Toute une panoplie de maladies plus ou moins mortelles associées aux conditions extrêmes se sont chargées de clouer le bec aux habitants les plus vernis qui survécurent à la première nuit, durant laquelle une pluie lourde et crasseuse détrempa ce désastre. Au matin du deuxième jour une couche épaisse de poussière recouvre les ruines de Negapolis qui, sous son poids, s'écroulera encore sur les quelques miraculés qui c'étaient réfugiés dans de petites cavités formées par les décombres.
Un poète imagina plus tard l'image d'une quantité faramineuse d'oiseaux cloués au sol, les sens brouillés par cette cage de particules en suspension.

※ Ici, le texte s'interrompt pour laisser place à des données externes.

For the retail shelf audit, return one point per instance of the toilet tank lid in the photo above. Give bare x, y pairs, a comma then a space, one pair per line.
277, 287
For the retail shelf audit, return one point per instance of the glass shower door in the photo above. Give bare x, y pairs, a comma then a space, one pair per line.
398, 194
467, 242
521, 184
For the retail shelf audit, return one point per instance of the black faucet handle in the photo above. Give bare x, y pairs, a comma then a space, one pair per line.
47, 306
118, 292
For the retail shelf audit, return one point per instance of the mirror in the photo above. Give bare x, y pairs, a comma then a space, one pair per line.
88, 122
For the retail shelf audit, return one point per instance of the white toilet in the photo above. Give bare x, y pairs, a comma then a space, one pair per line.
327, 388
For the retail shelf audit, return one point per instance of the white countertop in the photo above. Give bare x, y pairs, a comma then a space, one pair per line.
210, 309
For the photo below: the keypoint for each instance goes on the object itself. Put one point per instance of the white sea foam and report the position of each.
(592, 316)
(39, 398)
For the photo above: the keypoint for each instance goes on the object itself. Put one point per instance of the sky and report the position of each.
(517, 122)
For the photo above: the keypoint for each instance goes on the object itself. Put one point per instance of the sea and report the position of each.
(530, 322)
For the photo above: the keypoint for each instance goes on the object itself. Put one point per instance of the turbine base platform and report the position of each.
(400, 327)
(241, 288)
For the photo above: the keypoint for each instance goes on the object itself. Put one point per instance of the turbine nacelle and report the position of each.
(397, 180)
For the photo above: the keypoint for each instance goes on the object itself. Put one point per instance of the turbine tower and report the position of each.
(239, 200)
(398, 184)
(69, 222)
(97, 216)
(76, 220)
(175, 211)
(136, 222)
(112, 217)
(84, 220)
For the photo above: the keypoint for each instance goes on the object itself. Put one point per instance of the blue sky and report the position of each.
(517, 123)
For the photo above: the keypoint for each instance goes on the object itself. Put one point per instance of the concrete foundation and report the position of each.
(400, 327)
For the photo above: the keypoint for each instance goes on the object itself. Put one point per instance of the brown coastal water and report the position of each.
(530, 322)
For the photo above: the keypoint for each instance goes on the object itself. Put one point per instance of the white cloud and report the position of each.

On déménage alors à grand frais mais sans trop y croire ce qu'il reste de la ville ; des tas de pierres qui furent la muraille nord et la grande fontaine des buandières, miraculeusement intacte, vers le petit village de Sainte-Colombe plus à l'ouest dans les terres, au-delà des montagnes et de l'écorce terrestre capricieuse. 
Le fameux mur d'enceinte en forme de X fut méticuleusement reconstruit à l'identique de ce qu'il avait été alors qu'à l'intérieur on y construisait un peu n'importe quoi.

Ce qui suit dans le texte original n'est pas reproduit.